Nello stesso solco si colloca anche un altro passaggio del post: «Una cura attenta richiede i suoi tempi tecnici: non si tratta di inerzia, ma di rispetto per l’ecosistema urbano». È qui che la replica del Comune assume il suo significato più diretto rispetto alle contestazioni arrivate negli ultimi giorni, respingendo l’idea che dietro lo stato del Parco vi sia disattenzione o mancata programmazione.

Lo scontro politico sulla narrazione del degrado

La parte finale del messaggio entra apertamente nel terreno della polemica politica. «Dispiace constatare come si tenti, attraverso atti di propaganda, di far passare un’azione di manutenzione accurata e programmata come una mancanza di attenzione». E ancora: «Questo modello di pensiero politico, basato sulla rappresentazione di artifici anziché sulla realtà dei fatti, ha rappresentato in passato e continua a rappresentare il vero flagello per la nostra città».

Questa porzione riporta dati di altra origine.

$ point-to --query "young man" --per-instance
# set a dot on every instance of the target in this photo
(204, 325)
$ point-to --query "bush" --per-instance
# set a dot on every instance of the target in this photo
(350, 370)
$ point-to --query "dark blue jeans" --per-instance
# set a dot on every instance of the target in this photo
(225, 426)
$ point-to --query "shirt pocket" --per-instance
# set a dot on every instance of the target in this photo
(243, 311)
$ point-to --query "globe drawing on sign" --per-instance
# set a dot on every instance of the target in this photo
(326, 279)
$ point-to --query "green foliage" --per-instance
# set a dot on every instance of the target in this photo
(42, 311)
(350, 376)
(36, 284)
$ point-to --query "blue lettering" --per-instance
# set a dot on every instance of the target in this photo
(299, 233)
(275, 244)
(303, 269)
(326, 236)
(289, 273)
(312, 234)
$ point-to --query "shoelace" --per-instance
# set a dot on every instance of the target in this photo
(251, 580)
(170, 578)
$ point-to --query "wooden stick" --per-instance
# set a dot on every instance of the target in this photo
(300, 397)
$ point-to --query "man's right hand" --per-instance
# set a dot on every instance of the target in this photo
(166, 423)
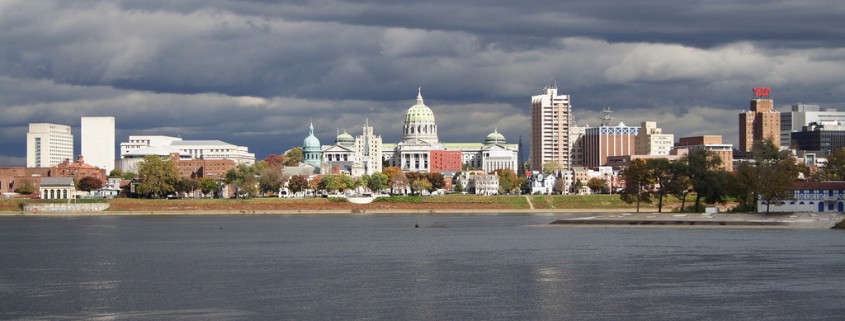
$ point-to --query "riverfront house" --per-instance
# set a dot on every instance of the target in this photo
(810, 197)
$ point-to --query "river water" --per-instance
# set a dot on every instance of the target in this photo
(367, 267)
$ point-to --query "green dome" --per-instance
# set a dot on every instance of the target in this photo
(344, 139)
(419, 112)
(495, 138)
(419, 123)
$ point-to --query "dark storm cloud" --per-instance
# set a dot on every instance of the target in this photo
(255, 72)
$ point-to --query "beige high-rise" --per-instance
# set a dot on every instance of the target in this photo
(551, 119)
(759, 123)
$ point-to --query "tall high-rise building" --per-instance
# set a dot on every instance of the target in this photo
(759, 123)
(98, 141)
(47, 144)
(551, 119)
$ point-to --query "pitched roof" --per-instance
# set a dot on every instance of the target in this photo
(57, 181)
(827, 185)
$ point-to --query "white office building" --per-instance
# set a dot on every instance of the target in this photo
(652, 141)
(47, 144)
(551, 120)
(133, 151)
(98, 141)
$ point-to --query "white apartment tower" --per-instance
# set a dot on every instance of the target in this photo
(98, 141)
(47, 144)
(551, 119)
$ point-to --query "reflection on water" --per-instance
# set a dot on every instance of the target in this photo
(487, 267)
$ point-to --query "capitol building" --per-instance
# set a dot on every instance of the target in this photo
(419, 150)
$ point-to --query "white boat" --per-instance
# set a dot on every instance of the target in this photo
(360, 199)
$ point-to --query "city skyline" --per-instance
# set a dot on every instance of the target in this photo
(252, 73)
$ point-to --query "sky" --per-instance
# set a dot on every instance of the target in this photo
(254, 73)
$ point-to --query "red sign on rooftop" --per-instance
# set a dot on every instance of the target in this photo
(762, 91)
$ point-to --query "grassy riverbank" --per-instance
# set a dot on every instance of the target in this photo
(433, 203)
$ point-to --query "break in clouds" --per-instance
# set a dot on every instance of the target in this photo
(255, 72)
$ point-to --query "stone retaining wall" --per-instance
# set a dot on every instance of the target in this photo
(63, 207)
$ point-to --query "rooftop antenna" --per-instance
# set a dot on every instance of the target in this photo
(605, 120)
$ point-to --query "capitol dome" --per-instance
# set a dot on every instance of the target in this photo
(311, 148)
(495, 138)
(419, 123)
(344, 139)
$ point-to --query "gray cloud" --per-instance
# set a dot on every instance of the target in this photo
(255, 72)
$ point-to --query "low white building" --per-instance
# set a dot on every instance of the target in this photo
(542, 184)
(485, 184)
(809, 197)
(134, 151)
(53, 188)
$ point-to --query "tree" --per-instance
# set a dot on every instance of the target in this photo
(158, 177)
(89, 183)
(391, 171)
(778, 169)
(187, 185)
(459, 187)
(437, 180)
(336, 183)
(25, 187)
(398, 182)
(242, 178)
(661, 171)
(835, 168)
(207, 185)
(420, 185)
(314, 183)
(117, 173)
(377, 182)
(507, 181)
(638, 183)
(298, 183)
(552, 167)
(274, 160)
(679, 184)
(559, 185)
(744, 184)
(597, 185)
(705, 177)
(293, 157)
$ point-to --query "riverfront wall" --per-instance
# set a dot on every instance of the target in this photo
(66, 208)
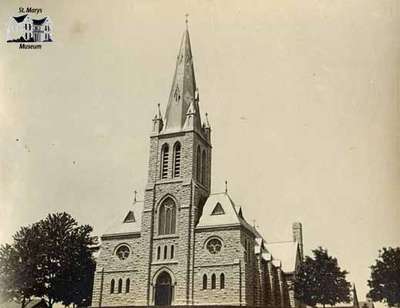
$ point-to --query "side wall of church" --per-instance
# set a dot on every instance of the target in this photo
(109, 267)
(227, 262)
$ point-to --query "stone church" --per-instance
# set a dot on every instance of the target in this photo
(183, 245)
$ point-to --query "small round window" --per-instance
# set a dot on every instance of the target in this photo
(123, 252)
(214, 246)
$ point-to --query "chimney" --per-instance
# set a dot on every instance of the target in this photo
(297, 230)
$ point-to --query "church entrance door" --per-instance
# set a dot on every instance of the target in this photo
(163, 290)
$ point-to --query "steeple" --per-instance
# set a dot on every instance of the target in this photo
(183, 104)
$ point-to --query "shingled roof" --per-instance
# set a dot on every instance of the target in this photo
(129, 223)
(220, 210)
(20, 18)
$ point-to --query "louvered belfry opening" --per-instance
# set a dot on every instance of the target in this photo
(164, 161)
(177, 159)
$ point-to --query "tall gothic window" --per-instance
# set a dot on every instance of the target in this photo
(165, 252)
(198, 164)
(203, 167)
(120, 285)
(177, 159)
(164, 161)
(112, 286)
(167, 217)
(213, 281)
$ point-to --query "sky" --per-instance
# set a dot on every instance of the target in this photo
(302, 98)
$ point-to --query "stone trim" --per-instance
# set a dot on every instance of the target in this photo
(218, 265)
(165, 236)
(219, 227)
(164, 262)
(120, 236)
(118, 271)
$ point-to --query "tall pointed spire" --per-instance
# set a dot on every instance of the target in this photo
(183, 91)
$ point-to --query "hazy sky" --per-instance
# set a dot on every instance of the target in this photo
(302, 98)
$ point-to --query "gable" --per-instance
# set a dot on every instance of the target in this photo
(130, 217)
(218, 210)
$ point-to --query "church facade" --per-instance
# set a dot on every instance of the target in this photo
(183, 245)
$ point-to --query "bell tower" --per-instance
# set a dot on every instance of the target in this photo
(179, 180)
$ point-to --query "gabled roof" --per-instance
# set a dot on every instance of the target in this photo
(232, 213)
(21, 18)
(129, 223)
(286, 252)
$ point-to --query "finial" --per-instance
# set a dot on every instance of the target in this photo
(186, 20)
(159, 111)
(207, 123)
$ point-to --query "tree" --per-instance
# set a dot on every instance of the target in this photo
(321, 281)
(385, 277)
(50, 259)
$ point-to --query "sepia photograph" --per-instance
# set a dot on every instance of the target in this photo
(200, 153)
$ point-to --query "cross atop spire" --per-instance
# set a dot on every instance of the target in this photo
(186, 21)
(183, 91)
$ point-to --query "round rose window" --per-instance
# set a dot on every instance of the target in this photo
(214, 246)
(123, 252)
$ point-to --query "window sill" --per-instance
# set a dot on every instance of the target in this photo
(164, 262)
(166, 236)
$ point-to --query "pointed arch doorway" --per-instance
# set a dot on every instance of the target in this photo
(164, 290)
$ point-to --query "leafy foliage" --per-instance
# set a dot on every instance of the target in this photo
(321, 281)
(50, 259)
(385, 277)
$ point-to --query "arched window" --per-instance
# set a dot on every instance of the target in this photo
(167, 217)
(164, 161)
(165, 252)
(120, 285)
(203, 167)
(177, 159)
(198, 164)
(204, 282)
(213, 281)
(112, 286)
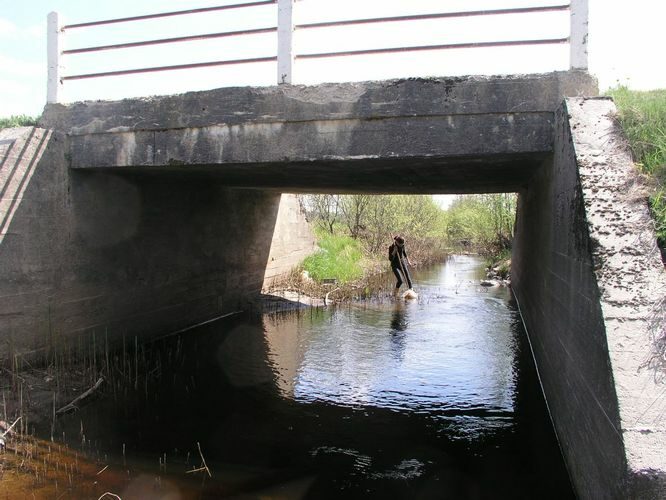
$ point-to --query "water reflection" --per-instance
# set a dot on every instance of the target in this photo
(450, 356)
(423, 399)
(397, 332)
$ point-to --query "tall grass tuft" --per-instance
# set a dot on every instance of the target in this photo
(642, 115)
(339, 257)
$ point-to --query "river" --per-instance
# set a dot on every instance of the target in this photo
(432, 398)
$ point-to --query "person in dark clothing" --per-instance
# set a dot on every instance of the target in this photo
(399, 262)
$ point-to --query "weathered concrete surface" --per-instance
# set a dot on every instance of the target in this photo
(589, 280)
(293, 240)
(89, 251)
(472, 134)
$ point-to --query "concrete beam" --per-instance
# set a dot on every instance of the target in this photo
(473, 134)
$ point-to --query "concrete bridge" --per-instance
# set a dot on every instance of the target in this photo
(139, 216)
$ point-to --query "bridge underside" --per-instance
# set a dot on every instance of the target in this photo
(147, 248)
(508, 173)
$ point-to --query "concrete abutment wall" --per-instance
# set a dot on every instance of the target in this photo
(589, 281)
(131, 255)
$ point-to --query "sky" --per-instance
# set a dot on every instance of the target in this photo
(625, 45)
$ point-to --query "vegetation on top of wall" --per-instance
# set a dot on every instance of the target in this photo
(19, 121)
(642, 116)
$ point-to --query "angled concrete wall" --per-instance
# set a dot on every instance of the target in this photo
(589, 281)
(93, 251)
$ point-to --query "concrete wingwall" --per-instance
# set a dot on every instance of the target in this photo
(120, 254)
(589, 281)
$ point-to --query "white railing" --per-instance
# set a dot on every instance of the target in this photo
(286, 57)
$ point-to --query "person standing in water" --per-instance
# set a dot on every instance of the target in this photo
(399, 262)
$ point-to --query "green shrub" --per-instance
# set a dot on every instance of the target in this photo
(19, 121)
(339, 257)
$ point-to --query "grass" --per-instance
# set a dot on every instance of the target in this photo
(642, 115)
(18, 121)
(339, 257)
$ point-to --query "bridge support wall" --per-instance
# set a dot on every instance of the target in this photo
(589, 281)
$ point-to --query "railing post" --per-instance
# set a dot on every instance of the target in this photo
(53, 51)
(578, 36)
(285, 41)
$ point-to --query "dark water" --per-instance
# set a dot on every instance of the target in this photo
(435, 398)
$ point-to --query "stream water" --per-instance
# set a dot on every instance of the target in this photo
(433, 398)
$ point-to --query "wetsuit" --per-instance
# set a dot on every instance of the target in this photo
(397, 256)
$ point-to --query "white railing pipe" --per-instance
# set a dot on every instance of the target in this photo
(578, 36)
(285, 41)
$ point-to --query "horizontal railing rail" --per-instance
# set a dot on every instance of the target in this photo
(285, 28)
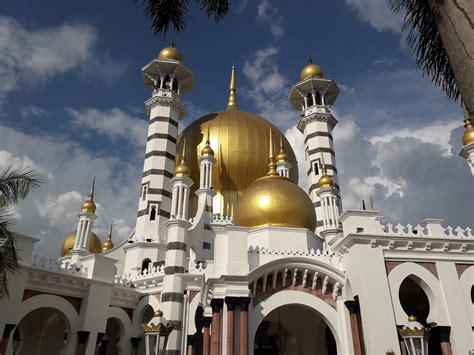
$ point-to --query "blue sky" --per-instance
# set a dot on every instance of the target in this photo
(71, 102)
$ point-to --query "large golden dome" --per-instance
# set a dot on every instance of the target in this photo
(276, 201)
(95, 246)
(240, 143)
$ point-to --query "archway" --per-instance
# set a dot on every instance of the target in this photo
(43, 331)
(294, 330)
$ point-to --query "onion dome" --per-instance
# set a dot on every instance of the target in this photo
(207, 150)
(325, 180)
(95, 246)
(182, 169)
(468, 136)
(281, 157)
(108, 244)
(171, 53)
(266, 202)
(89, 205)
(240, 140)
(311, 71)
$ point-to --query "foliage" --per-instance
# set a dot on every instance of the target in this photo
(425, 41)
(15, 185)
(174, 13)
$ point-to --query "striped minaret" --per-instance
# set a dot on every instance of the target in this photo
(168, 80)
(176, 260)
(314, 96)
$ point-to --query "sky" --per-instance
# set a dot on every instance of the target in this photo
(71, 103)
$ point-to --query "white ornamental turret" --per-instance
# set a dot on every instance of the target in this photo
(314, 95)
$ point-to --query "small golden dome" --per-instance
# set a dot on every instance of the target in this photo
(468, 136)
(267, 202)
(311, 71)
(95, 245)
(108, 244)
(170, 52)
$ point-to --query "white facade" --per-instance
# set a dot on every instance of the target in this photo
(228, 289)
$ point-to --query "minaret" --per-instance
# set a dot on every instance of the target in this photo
(314, 95)
(108, 244)
(283, 165)
(84, 227)
(467, 151)
(168, 80)
(177, 248)
(329, 198)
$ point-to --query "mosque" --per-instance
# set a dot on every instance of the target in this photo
(230, 256)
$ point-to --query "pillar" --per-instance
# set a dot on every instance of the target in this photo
(190, 349)
(82, 337)
(244, 325)
(206, 336)
(216, 305)
(356, 326)
(6, 338)
(230, 302)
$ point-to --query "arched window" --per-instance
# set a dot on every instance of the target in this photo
(144, 193)
(146, 263)
(153, 213)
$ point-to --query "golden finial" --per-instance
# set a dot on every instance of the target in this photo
(281, 157)
(233, 89)
(271, 156)
(108, 244)
(182, 169)
(89, 205)
(207, 150)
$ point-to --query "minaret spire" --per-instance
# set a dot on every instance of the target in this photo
(233, 89)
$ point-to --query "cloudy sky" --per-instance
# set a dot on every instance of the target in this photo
(71, 103)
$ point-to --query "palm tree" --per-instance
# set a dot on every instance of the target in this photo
(441, 34)
(15, 184)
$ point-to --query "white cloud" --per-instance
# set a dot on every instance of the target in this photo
(32, 111)
(30, 57)
(112, 123)
(49, 213)
(377, 13)
(269, 14)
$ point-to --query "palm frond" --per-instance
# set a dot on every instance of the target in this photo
(16, 183)
(426, 43)
(167, 14)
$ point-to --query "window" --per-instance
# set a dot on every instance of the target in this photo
(153, 213)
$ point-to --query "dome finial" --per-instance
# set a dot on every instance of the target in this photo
(89, 205)
(233, 89)
(271, 157)
(108, 244)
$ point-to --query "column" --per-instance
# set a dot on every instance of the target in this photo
(230, 302)
(356, 328)
(216, 305)
(6, 338)
(244, 325)
(135, 343)
(206, 336)
(442, 334)
(82, 337)
(190, 344)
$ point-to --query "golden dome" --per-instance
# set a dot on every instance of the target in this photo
(311, 71)
(95, 246)
(108, 244)
(170, 52)
(240, 140)
(325, 180)
(267, 202)
(468, 136)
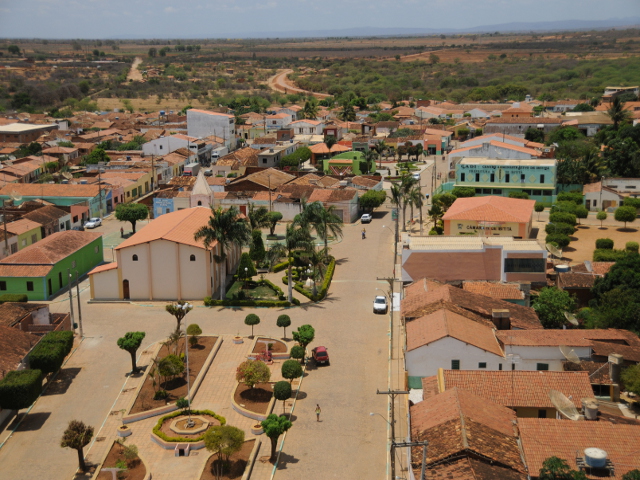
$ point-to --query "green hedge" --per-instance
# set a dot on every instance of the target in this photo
(19, 389)
(167, 438)
(280, 266)
(14, 297)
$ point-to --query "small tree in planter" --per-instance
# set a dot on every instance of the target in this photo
(291, 369)
(274, 426)
(77, 436)
(193, 331)
(251, 372)
(297, 352)
(252, 319)
(282, 392)
(131, 343)
(283, 322)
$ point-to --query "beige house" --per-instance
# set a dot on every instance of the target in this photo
(164, 262)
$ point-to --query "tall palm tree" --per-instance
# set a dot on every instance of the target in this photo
(296, 239)
(227, 229)
(617, 113)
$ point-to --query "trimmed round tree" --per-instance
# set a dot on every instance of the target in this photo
(291, 369)
(252, 319)
(282, 392)
(283, 322)
(131, 343)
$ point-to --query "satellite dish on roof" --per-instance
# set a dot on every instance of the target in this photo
(571, 318)
(564, 405)
(553, 250)
(569, 354)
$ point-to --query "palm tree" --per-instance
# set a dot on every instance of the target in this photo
(617, 113)
(226, 229)
(296, 239)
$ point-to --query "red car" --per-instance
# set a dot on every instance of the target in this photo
(320, 355)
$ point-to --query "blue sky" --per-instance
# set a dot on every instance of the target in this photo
(218, 19)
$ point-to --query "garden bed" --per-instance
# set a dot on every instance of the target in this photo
(178, 387)
(262, 342)
(254, 399)
(135, 470)
(238, 461)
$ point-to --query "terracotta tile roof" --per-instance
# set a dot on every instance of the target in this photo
(544, 437)
(521, 317)
(495, 290)
(520, 388)
(444, 323)
(21, 226)
(14, 345)
(491, 209)
(179, 226)
(571, 338)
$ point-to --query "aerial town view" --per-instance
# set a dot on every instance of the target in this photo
(381, 241)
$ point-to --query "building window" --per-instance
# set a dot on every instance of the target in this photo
(524, 265)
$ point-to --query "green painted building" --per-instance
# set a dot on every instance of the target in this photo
(347, 163)
(41, 270)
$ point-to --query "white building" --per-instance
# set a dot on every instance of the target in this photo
(163, 262)
(204, 123)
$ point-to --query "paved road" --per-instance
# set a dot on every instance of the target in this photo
(347, 444)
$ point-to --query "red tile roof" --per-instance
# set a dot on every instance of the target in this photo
(544, 437)
(491, 209)
(520, 388)
(444, 323)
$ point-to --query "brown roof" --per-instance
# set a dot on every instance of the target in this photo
(520, 388)
(544, 437)
(14, 345)
(444, 323)
(521, 317)
(40, 257)
(491, 209)
(179, 226)
(496, 290)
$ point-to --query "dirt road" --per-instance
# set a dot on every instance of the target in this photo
(280, 83)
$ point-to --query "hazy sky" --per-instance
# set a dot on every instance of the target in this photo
(218, 18)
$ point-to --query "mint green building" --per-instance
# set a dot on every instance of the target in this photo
(347, 163)
(41, 270)
(489, 176)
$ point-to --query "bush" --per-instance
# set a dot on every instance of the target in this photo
(559, 228)
(19, 389)
(604, 244)
(558, 239)
(14, 297)
(47, 357)
(167, 438)
(523, 195)
(562, 217)
(631, 247)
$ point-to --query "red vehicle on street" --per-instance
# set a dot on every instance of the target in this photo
(320, 355)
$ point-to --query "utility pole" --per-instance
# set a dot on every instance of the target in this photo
(79, 311)
(392, 394)
(69, 279)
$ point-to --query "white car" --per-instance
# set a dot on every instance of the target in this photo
(93, 223)
(380, 304)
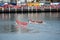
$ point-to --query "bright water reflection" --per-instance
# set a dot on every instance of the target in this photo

La replica si chiude con un affondo contro chi, secondo l’Amministrazione, alimenterebbe una rappresentazione distorta della situazione. «Non si progredisce alimentando il discredito gratuito con l’unico scopo di confondere i cittadini. Il progresso di Vibo Valentia passa dal riconoscimento della verità e dal lavoro quotidiano. Noi abbiamo scelto la via della cura e dei fatti, lasciando ad altri la ricerca del clamore mediatico fine a se stesso».

L’associazione Moderata Durant

Meno “politica” ma comunque in sintonia con quanto afferma il Comune è la reazione dell’Associazione Moderata Durant che si occupa della cura di alcune aiuole del Parco. Anche in questo caso la replica viene affidata ai social attraverso il presidente dell’associazione, Gianluca Vasapollo, che rilancia le foto già postate dall’Amministrazione: «In questo post, che non vuole assolutamente difendere nessuno, ma che pubblico per onore del vero, ecco la situazione all'interno. Quelli che vedete sono i risultati ottenuti, dopo l'inizio dei lavori di pulitura da parte dell'Associazione Moderata Durant, che mi onoro di rappresentare e quelli effettuati, da poco da parte del Comune. Sappiamo che in settimana il parco sarà completamente ripulito e che sarà restituito pienamente fruibile. Io parlo del verde. Per le zone recintate, che sono ancora cantieri, non so dare una risposta. La nostra Associazione lavora da tre giorni per riportare allo splendore dello scorso anno le quattro aiuole a lei destinate e ne terrà ancora di più cura».